Forte fièvre, toux aiguë, courbatures... En quatre mois, la grippe a entraîné près de 4 millions de Français à consulter leur médecin. Au 17 février, on compte 990 cas pour 100 000 habitants, le seuil épidémique étant fixé à 159 cas. L'an dernier à la même époque, seuls 310 cas avaient été comptabilisés. Une progression du virus qui devrait même grever le budget de la Sécu de 40 millions d'euros, d'après Les Echos. Le docteur Isabelle Bonmarin, coordinatrice de la surveillance de la grippe à l'Institut national de veille sanitaire (InVS), explique à francetv info en quoi cette épidémie est exceptionnelle.

Francetv info : Peut-on parler d'épidémie de grippe exceptionnelle ?

Isabelle Bonmarin : Pas du tout ! Avec presque 4 millions de consultations, on a affaire à des chiffres assez classiques. Ce qui provoque la forte évolution du nombre de cas par rapport à l'an dernier, c'est surtout parce que les épidémies de grippe ont été très faibles ces trois dernières années. En revanche, ce qui est beaucoup plus rare, c'est la durée de l'épidémie pour l'hiver 2012-2013. Habituellement, le pic épidémique est atteint trois à quatre semaines après le début des contaminations. Or cette année, nous en sommes à neuf semaines, et le pic n'a pas encore été atteint. Cela fait douze ans que je travaille à l'InVS, je n'ai jamais vu ça. Mes collègues du réseau Sentinelle évoquent une durée jamais vue depuis trente ans.

Pourquoi l'épidémie est-elle si longue ?

C'est sûrement parce qu'elle a débuté juste avant les vacances de Noël, qui ont ralenti la progression du virus. Et à la rentrée de janvier, les températures douces ont également permis une stagnation des contaminations, avant que la vague de froid n'entraîne une forte augmentation du nombre de cas. Un autre facteur a rendu l'épidémie plus virulente : habituellement, les deux sortes de grippe, A et B, sont décalées, ou ne sont pas aussi fortes l'une que l'autre. Cette année, les deux virus frappent en même temps, quasiment dans les mêmes proportions.

Combien de temps va-t-elle encore durer ?

On subodore que le pic épidémiologique est proche. On croyait que c'était pour la semaine dernière, pendant laquelle 1018 cas pour 100 000 habitants ont été relevés. Mais les chiffres de cette semaine restent très proches. Ce qui signifie aussi qu'une décrue devrait s'amorcer prochainement. Une chose est sûre, il faut compter au moins deux à trois semaines pour retomber en-dessous du seuil épidémique. Et les vacances d'hiver vont y contribuer.
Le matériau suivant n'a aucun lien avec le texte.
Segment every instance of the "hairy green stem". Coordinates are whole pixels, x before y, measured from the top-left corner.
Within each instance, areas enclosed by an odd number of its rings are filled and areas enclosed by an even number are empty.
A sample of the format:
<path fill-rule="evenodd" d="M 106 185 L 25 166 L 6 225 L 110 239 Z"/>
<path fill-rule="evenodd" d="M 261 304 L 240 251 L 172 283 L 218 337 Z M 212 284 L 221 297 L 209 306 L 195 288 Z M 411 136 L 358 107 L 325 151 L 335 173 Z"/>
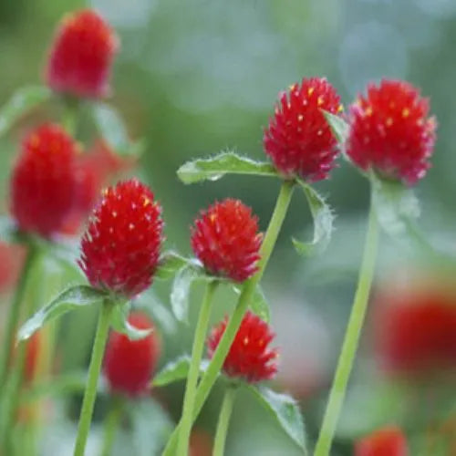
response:
<path fill-rule="evenodd" d="M 368 233 L 364 246 L 363 259 L 355 299 L 348 325 L 337 361 L 329 399 L 315 449 L 315 456 L 327 456 L 344 402 L 348 378 L 353 368 L 359 337 L 368 308 L 370 286 L 374 276 L 377 250 L 378 244 L 378 227 L 377 214 L 371 201 Z"/>
<path fill-rule="evenodd" d="M 263 276 L 271 254 L 273 253 L 274 246 L 275 245 L 275 242 L 282 227 L 282 223 L 284 223 L 284 219 L 286 215 L 286 212 L 288 210 L 288 206 L 290 204 L 291 197 L 293 194 L 294 186 L 294 181 L 285 181 L 283 182 L 282 187 L 280 188 L 277 202 L 275 202 L 275 207 L 274 209 L 271 221 L 269 222 L 269 226 L 267 227 L 266 233 L 261 246 L 261 259 L 258 262 L 258 272 L 249 280 L 245 281 L 237 301 L 236 307 L 234 308 L 234 311 L 223 332 L 223 336 L 222 337 L 222 339 L 217 346 L 217 349 L 213 354 L 211 363 L 209 364 L 209 367 L 204 372 L 200 385 L 198 386 L 198 389 L 196 390 L 195 406 L 193 409 L 193 421 L 198 417 L 207 397 L 209 396 L 209 393 L 211 392 L 213 384 L 215 383 L 215 380 L 217 379 L 218 373 L 220 372 L 224 359 L 228 355 L 228 351 L 231 345 L 233 344 L 234 336 L 236 335 L 237 330 L 241 326 L 244 315 L 245 314 L 245 311 L 247 310 L 247 306 L 252 299 L 252 296 L 254 295 L 256 286 L 258 285 Z M 176 454 L 175 450 L 180 427 L 181 424 L 178 424 L 171 436 L 170 437 L 170 440 L 168 440 L 166 448 L 163 451 L 163 456 L 171 456 Z"/>
<path fill-rule="evenodd" d="M 200 364 L 204 351 L 204 340 L 206 338 L 207 328 L 209 326 L 209 316 L 211 315 L 211 303 L 217 281 L 212 281 L 207 284 L 202 304 L 198 316 L 195 336 L 193 339 L 193 347 L 192 349 L 192 360 L 190 363 L 187 384 L 185 387 L 185 395 L 182 407 L 182 417 L 181 419 L 181 428 L 179 432 L 179 440 L 177 446 L 178 454 L 186 456 L 189 450 L 190 432 L 193 423 L 193 408 L 195 403 L 195 391 L 200 376 Z"/>
<path fill-rule="evenodd" d="M 109 300 L 103 302 L 93 343 L 92 357 L 90 358 L 88 378 L 79 416 L 74 456 L 84 456 L 88 430 L 92 421 L 93 407 L 95 399 L 97 398 L 97 384 L 98 382 L 99 371 L 101 370 L 101 363 L 103 361 L 113 309 L 114 303 Z"/>
<path fill-rule="evenodd" d="M 226 433 L 230 424 L 230 418 L 233 412 L 233 405 L 237 392 L 237 387 L 231 385 L 226 389 L 223 402 L 219 415 L 217 430 L 215 431 L 215 440 L 213 443 L 212 456 L 223 456 L 225 448 Z"/>

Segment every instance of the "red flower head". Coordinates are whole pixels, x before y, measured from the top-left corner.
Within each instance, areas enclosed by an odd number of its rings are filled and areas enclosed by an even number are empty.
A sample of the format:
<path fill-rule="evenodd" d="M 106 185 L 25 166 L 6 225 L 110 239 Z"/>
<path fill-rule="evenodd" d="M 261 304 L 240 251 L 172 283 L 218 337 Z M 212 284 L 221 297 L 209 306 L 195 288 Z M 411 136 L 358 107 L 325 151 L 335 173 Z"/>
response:
<path fill-rule="evenodd" d="M 212 328 L 207 341 L 210 358 L 215 352 L 227 323 L 225 318 Z M 267 323 L 247 311 L 223 363 L 224 373 L 251 383 L 272 378 L 277 372 L 275 360 L 278 357 L 276 348 L 268 347 L 274 337 Z"/>
<path fill-rule="evenodd" d="M 355 456 L 407 456 L 407 440 L 400 429 L 387 426 L 355 443 Z"/>
<path fill-rule="evenodd" d="M 288 94 L 280 95 L 263 144 L 285 177 L 320 181 L 334 167 L 337 142 L 322 109 L 342 110 L 339 96 L 325 78 L 304 78 L 301 86 L 294 84 Z"/>
<path fill-rule="evenodd" d="M 350 107 L 347 153 L 364 171 L 413 184 L 430 166 L 436 121 L 428 114 L 428 100 L 408 82 L 370 84 Z"/>
<path fill-rule="evenodd" d="M 154 327 L 141 312 L 133 312 L 129 323 L 138 329 Z M 104 372 L 111 390 L 130 397 L 147 393 L 160 352 L 161 343 L 155 331 L 140 340 L 130 340 L 112 331 L 104 359 Z"/>
<path fill-rule="evenodd" d="M 95 12 L 84 9 L 64 17 L 47 69 L 49 87 L 78 97 L 106 96 L 118 38 Z"/>
<path fill-rule="evenodd" d="M 45 124 L 24 140 L 11 180 L 11 212 L 19 228 L 49 236 L 73 208 L 77 146 L 58 126 Z"/>
<path fill-rule="evenodd" d="M 153 199 L 136 179 L 105 191 L 81 241 L 78 264 L 92 286 L 132 297 L 151 284 L 163 228 Z"/>
<path fill-rule="evenodd" d="M 420 374 L 456 367 L 456 296 L 427 286 L 390 290 L 376 303 L 376 348 L 387 371 Z"/>
<path fill-rule="evenodd" d="M 192 247 L 204 267 L 234 282 L 243 282 L 258 270 L 262 239 L 258 218 L 231 198 L 202 212 L 192 228 Z"/>

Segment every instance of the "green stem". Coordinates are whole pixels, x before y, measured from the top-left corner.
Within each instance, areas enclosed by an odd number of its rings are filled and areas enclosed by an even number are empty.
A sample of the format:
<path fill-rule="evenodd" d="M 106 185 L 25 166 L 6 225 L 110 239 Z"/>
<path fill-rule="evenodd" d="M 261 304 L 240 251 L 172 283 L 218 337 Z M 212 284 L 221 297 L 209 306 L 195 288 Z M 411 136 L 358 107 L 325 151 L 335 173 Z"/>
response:
<path fill-rule="evenodd" d="M 90 358 L 88 383 L 79 416 L 74 456 L 84 456 L 88 430 L 92 421 L 93 407 L 97 397 L 97 384 L 98 382 L 99 371 L 101 370 L 101 363 L 103 361 L 113 309 L 114 303 L 108 300 L 103 302 L 93 343 L 92 357 Z"/>
<path fill-rule="evenodd" d="M 222 403 L 222 409 L 220 410 L 217 430 L 215 432 L 212 456 L 223 456 L 226 433 L 228 431 L 228 425 L 230 424 L 230 418 L 236 392 L 236 386 L 232 385 L 226 389 L 223 402 Z"/>
<path fill-rule="evenodd" d="M 193 409 L 193 421 L 198 417 L 207 397 L 209 396 L 209 393 L 211 392 L 211 389 L 217 379 L 218 373 L 220 372 L 224 359 L 228 355 L 228 351 L 231 345 L 233 344 L 234 336 L 236 335 L 237 330 L 241 326 L 241 322 L 243 320 L 244 315 L 245 314 L 245 311 L 247 310 L 249 302 L 251 301 L 256 286 L 263 276 L 271 254 L 273 253 L 274 246 L 275 245 L 275 242 L 282 227 L 282 223 L 284 223 L 284 219 L 286 215 L 286 212 L 288 210 L 288 206 L 290 204 L 291 197 L 293 194 L 294 186 L 294 181 L 285 181 L 283 182 L 282 187 L 280 188 L 277 202 L 275 202 L 275 207 L 274 209 L 271 221 L 269 222 L 269 226 L 267 227 L 267 231 L 261 246 L 261 259 L 258 262 L 258 272 L 244 283 L 243 290 L 237 301 L 236 307 L 234 308 L 234 311 L 223 332 L 223 336 L 222 337 L 222 339 L 217 346 L 217 349 L 213 354 L 211 363 L 209 364 L 209 367 L 204 372 L 202 381 L 198 386 L 198 389 L 196 390 L 195 406 Z M 181 425 L 178 424 L 171 436 L 170 437 L 170 440 L 168 440 L 166 448 L 163 451 L 163 456 L 171 456 L 172 454 L 175 454 L 175 446 L 177 443 L 177 436 L 179 433 L 180 426 Z"/>
<path fill-rule="evenodd" d="M 17 329 L 17 323 L 19 322 L 21 306 L 24 302 L 24 295 L 26 292 L 26 285 L 27 277 L 32 268 L 32 264 L 35 261 L 36 250 L 35 247 L 29 245 L 27 247 L 27 254 L 26 263 L 21 271 L 19 281 L 15 291 L 13 303 L 9 307 L 9 314 L 6 323 L 6 335 L 3 344 L 2 360 L 0 365 L 0 390 L 3 390 L 5 382 L 6 380 L 6 373 L 8 370 L 8 362 L 13 350 L 15 343 L 16 330 Z"/>
<path fill-rule="evenodd" d="M 111 408 L 108 413 L 105 422 L 105 434 L 103 438 L 103 447 L 101 456 L 109 456 L 116 440 L 116 433 L 122 416 L 123 400 L 119 396 L 113 398 Z"/>
<path fill-rule="evenodd" d="M 320 434 L 315 449 L 315 456 L 327 456 L 339 419 L 346 395 L 347 385 L 353 367 L 357 348 L 368 308 L 370 286 L 374 276 L 377 250 L 378 244 L 378 227 L 377 214 L 370 202 L 368 233 L 364 246 L 363 260 L 357 292 L 347 326 L 342 350 L 337 361 L 333 386 L 329 394 Z"/>
<path fill-rule="evenodd" d="M 195 336 L 193 339 L 193 347 L 192 349 L 192 361 L 190 363 L 189 374 L 187 377 L 187 385 L 185 387 L 185 395 L 182 407 L 182 417 L 181 419 L 181 430 L 179 432 L 178 454 L 186 456 L 189 450 L 190 432 L 193 423 L 192 415 L 195 403 L 195 391 L 200 376 L 200 364 L 204 351 L 204 340 L 206 338 L 207 328 L 209 326 L 209 316 L 211 315 L 211 302 L 213 297 L 218 282 L 212 281 L 206 286 L 206 292 L 202 298 L 202 304 L 198 316 Z"/>

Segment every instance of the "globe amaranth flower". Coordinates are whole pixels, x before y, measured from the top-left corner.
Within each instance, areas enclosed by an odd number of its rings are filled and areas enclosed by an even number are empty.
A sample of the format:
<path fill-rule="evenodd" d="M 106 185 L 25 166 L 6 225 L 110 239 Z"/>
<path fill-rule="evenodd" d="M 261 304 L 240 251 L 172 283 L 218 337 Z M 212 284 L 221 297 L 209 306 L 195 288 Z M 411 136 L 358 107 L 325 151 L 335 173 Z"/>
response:
<path fill-rule="evenodd" d="M 307 181 L 328 176 L 338 152 L 337 142 L 322 109 L 342 110 L 340 98 L 325 78 L 304 78 L 280 94 L 263 144 L 275 167 L 285 177 Z"/>
<path fill-rule="evenodd" d="M 228 321 L 215 326 L 207 340 L 209 357 L 212 358 L 223 336 Z M 278 351 L 270 348 L 275 337 L 267 323 L 247 311 L 223 363 L 223 372 L 248 382 L 272 378 L 277 372 Z"/>
<path fill-rule="evenodd" d="M 211 274 L 243 282 L 258 270 L 263 234 L 258 218 L 239 200 L 215 202 L 191 231 L 193 252 Z"/>
<path fill-rule="evenodd" d="M 73 208 L 77 146 L 65 130 L 45 124 L 24 140 L 11 178 L 11 212 L 19 228 L 50 236 Z"/>
<path fill-rule="evenodd" d="M 152 321 L 143 312 L 130 314 L 129 323 L 138 329 L 154 329 Z M 130 397 L 147 393 L 160 353 L 161 341 L 156 331 L 139 340 L 112 331 L 103 368 L 110 389 Z"/>
<path fill-rule="evenodd" d="M 136 179 L 104 192 L 78 262 L 92 286 L 132 297 L 151 284 L 162 242 L 161 213 L 152 192 Z"/>
<path fill-rule="evenodd" d="M 111 27 L 91 9 L 62 20 L 51 47 L 47 80 L 57 92 L 99 98 L 109 94 L 109 77 L 119 41 Z"/>
<path fill-rule="evenodd" d="M 408 456 L 407 439 L 396 426 L 386 426 L 355 442 L 355 456 Z"/>
<path fill-rule="evenodd" d="M 429 102 L 411 84 L 382 80 L 370 84 L 349 109 L 347 153 L 364 171 L 413 184 L 430 167 L 436 121 Z"/>

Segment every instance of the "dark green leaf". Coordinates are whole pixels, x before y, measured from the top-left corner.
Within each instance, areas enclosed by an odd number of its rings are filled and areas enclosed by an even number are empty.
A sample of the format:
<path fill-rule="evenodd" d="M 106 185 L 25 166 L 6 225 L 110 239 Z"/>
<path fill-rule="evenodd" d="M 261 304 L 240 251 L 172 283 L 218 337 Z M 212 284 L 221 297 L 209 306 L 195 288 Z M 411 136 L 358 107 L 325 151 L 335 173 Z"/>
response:
<path fill-rule="evenodd" d="M 310 243 L 302 243 L 293 239 L 293 244 L 296 251 L 303 255 L 320 254 L 326 248 L 331 240 L 334 215 L 324 198 L 309 184 L 303 181 L 298 181 L 298 183 L 307 198 L 310 212 L 314 219 L 314 239 Z"/>
<path fill-rule="evenodd" d="M 270 163 L 254 161 L 234 152 L 223 152 L 210 159 L 188 161 L 177 171 L 183 183 L 217 181 L 225 174 L 277 175 Z"/>
<path fill-rule="evenodd" d="M 297 402 L 291 396 L 276 393 L 265 387 L 248 385 L 246 388 L 306 454 L 304 421 Z"/>
<path fill-rule="evenodd" d="M 340 147 L 343 148 L 347 139 L 348 138 L 348 124 L 340 116 L 336 116 L 335 114 L 331 114 L 324 109 L 322 109 L 322 111 L 327 123 L 329 124 L 329 127 L 331 127 L 337 142 Z"/>
<path fill-rule="evenodd" d="M 62 292 L 26 321 L 19 328 L 17 339 L 19 341 L 26 340 L 33 336 L 46 322 L 84 306 L 98 304 L 106 295 L 105 292 L 96 290 L 88 285 L 72 286 Z"/>
<path fill-rule="evenodd" d="M 21 116 L 48 99 L 50 96 L 51 91 L 44 86 L 27 86 L 19 88 L 0 109 L 0 136 L 3 136 Z"/>

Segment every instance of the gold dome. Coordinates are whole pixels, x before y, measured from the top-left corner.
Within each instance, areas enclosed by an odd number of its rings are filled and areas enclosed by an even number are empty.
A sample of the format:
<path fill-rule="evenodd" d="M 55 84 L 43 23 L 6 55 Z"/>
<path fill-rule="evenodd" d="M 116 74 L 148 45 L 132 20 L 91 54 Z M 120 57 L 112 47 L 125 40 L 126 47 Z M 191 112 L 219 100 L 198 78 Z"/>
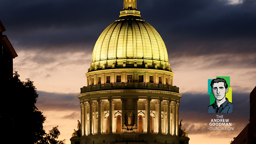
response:
<path fill-rule="evenodd" d="M 140 18 L 136 7 L 124 6 L 120 18 L 107 27 L 96 42 L 88 71 L 133 66 L 171 71 L 159 34 Z"/>

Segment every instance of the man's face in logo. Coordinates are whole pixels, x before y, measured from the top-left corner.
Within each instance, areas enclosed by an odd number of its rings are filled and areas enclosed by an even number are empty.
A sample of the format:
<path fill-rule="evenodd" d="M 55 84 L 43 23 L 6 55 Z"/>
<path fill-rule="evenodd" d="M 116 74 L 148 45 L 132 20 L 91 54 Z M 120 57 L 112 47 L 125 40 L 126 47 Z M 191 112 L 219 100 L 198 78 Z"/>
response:
<path fill-rule="evenodd" d="M 226 93 L 228 91 L 228 88 L 225 89 L 224 82 L 214 83 L 213 85 L 212 92 L 216 100 L 220 101 L 225 97 Z"/>

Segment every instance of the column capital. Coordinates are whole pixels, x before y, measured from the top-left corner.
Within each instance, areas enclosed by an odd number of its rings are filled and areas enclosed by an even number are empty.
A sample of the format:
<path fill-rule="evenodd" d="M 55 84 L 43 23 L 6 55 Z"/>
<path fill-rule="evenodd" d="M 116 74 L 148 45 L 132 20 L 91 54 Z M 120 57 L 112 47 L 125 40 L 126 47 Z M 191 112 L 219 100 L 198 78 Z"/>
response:
<path fill-rule="evenodd" d="M 151 99 L 147 99 L 145 101 L 145 103 L 150 103 L 152 100 Z"/>
<path fill-rule="evenodd" d="M 125 103 L 126 102 L 126 98 L 121 98 L 121 101 L 122 101 L 122 103 Z"/>
<path fill-rule="evenodd" d="M 83 103 L 80 103 L 80 107 L 81 107 L 81 108 L 83 108 L 84 106 L 84 105 Z"/>
<path fill-rule="evenodd" d="M 163 101 L 163 105 L 164 106 L 166 106 L 166 101 Z"/>
<path fill-rule="evenodd" d="M 85 107 L 89 106 L 89 103 L 87 102 L 84 102 L 84 106 Z"/>
<path fill-rule="evenodd" d="M 108 99 L 108 102 L 109 102 L 110 104 L 113 103 L 114 100 L 113 100 L 113 99 Z"/>
<path fill-rule="evenodd" d="M 175 101 L 172 101 L 170 105 L 172 106 L 176 106 L 176 102 L 175 102 Z"/>
<path fill-rule="evenodd" d="M 171 101 L 165 101 L 164 102 L 166 105 L 170 105 L 171 103 Z"/>
<path fill-rule="evenodd" d="M 94 103 L 94 102 L 93 101 L 89 101 L 88 103 L 90 106 L 93 106 Z"/>
<path fill-rule="evenodd" d="M 138 102 L 139 101 L 139 98 L 133 98 L 133 101 L 135 103 L 138 103 Z"/>
<path fill-rule="evenodd" d="M 99 105 L 104 105 L 105 104 L 105 101 L 102 100 L 97 100 L 97 102 Z"/>
<path fill-rule="evenodd" d="M 155 105 L 161 105 L 162 101 L 162 100 L 156 100 L 155 101 Z"/>

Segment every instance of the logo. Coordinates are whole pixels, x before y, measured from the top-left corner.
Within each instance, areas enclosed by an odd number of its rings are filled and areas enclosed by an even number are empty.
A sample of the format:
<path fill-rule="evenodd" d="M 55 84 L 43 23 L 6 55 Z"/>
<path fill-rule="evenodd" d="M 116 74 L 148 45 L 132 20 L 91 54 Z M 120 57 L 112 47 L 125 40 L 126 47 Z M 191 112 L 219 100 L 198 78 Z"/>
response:
<path fill-rule="evenodd" d="M 208 79 L 208 95 L 210 105 L 208 113 L 232 113 L 232 87 L 230 76 L 216 76 Z"/>

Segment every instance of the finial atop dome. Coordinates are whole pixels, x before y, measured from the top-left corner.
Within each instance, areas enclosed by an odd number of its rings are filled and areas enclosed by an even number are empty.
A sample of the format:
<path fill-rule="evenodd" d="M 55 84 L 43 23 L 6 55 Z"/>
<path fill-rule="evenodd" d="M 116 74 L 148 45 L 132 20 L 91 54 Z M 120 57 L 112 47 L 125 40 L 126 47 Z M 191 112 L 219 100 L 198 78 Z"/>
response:
<path fill-rule="evenodd" d="M 119 17 L 133 16 L 140 17 L 140 12 L 137 11 L 137 0 L 124 0 L 123 11 L 120 11 Z"/>

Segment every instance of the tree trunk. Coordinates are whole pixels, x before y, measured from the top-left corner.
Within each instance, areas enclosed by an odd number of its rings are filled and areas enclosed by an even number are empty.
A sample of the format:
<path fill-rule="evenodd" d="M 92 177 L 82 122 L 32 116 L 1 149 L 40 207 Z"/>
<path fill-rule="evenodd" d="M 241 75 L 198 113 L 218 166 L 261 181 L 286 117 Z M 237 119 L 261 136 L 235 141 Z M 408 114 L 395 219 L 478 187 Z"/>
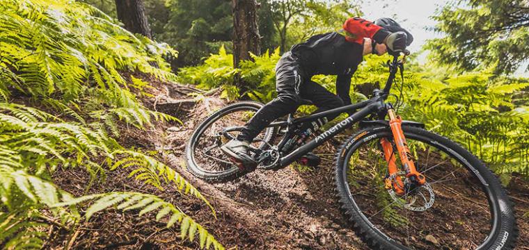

Pourquoi les vacances scolaires sont-elles bénéfiques pour endiguer l'épidémie ?

Parce que ce sont les enfants qui propagent le plus la grippe. Les salles de classes sont des endroits où le virus germe bien au chaud, se développe et circule beaucoup. Les enfants le disséminent ensuite dans leurs familles. Mais ce n'est pas totalement sûr que les vacances aient une incidence cet hiver, car les enfants sont moins touchés.

L'épidémie de gastro-entérite a été moins virulente cette année. Y a-t-il un rapport ?

Je ne tirerai aucune conclusion là-dessus. En revanche, la longueur de l'épidémie de grippe nous laisse craindre une épidémie bactérienne de grande ampleur juste après. Je pense notamment aux infections à méningocoques, qui sont toujours renforcées par le virus de la grippe, et qui peuvent provoquer des septicémies ou des méningites. Il va falloir être attentif.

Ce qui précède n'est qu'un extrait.